Exploitation or Interdependence – on the cusp

23  February, 2015

The Editor, The Wellingtonian

Dear Editor;

Addressing the ISIS threat with military means when the only lasting solutions are political is a dangerous game to play.  How are people in New Zealand prepared to react?

In 2003 the Bush/Cheney government in the USA launched an attack on Iraq primarily to promote war as the primary means of conducting foreign policy.  Doing that in the Middle East was predictably incendiary.  For one thing disbanding the Iraqi army had the effect of releasing trained fighters to join rebel groups which have consequently morphed into ISIS.

As the situation heats up there are two very contrasting possible public reactions presenting themselves which usually are only on the fringes.   One is to observe how disastrous the invasion of Iraq was, and how predictable that outcome, and see that the time has come to make a fundamental change away from exploitation and violence.

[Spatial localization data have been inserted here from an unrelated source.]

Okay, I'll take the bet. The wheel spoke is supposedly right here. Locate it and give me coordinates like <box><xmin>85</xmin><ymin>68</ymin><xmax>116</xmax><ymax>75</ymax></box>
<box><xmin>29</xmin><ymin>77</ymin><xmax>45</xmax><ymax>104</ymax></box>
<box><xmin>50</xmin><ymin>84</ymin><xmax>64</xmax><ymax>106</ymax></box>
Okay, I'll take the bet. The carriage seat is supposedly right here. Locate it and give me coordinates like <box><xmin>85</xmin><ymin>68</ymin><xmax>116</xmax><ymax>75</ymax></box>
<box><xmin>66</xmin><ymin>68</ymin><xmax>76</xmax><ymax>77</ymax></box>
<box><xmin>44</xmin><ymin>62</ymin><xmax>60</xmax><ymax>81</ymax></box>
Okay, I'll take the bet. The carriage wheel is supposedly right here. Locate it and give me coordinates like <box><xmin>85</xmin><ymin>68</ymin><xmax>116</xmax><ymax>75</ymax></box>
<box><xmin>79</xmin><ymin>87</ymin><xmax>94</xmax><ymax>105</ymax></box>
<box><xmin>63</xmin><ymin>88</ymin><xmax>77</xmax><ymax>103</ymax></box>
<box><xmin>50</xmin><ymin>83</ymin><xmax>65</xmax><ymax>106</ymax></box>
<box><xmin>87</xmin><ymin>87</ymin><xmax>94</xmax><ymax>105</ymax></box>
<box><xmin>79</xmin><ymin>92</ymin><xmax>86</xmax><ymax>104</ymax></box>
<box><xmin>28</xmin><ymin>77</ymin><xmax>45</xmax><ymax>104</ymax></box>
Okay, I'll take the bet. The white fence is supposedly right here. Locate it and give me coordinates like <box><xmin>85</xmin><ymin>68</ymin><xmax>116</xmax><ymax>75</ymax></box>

The second is to react with panic to heightened fear favouring escalation of the same violent response that failed so miserably before.

The reason these two are coming to the fore is that the human species, including our own culture of course, is increasingly alert to threats in the form of nuclear weapons and climate change which fundamentally indict both our current exploitative consumer culture and the real politic of war.  The popularity of the current fog induced by the Prime Minister and the National government may not last.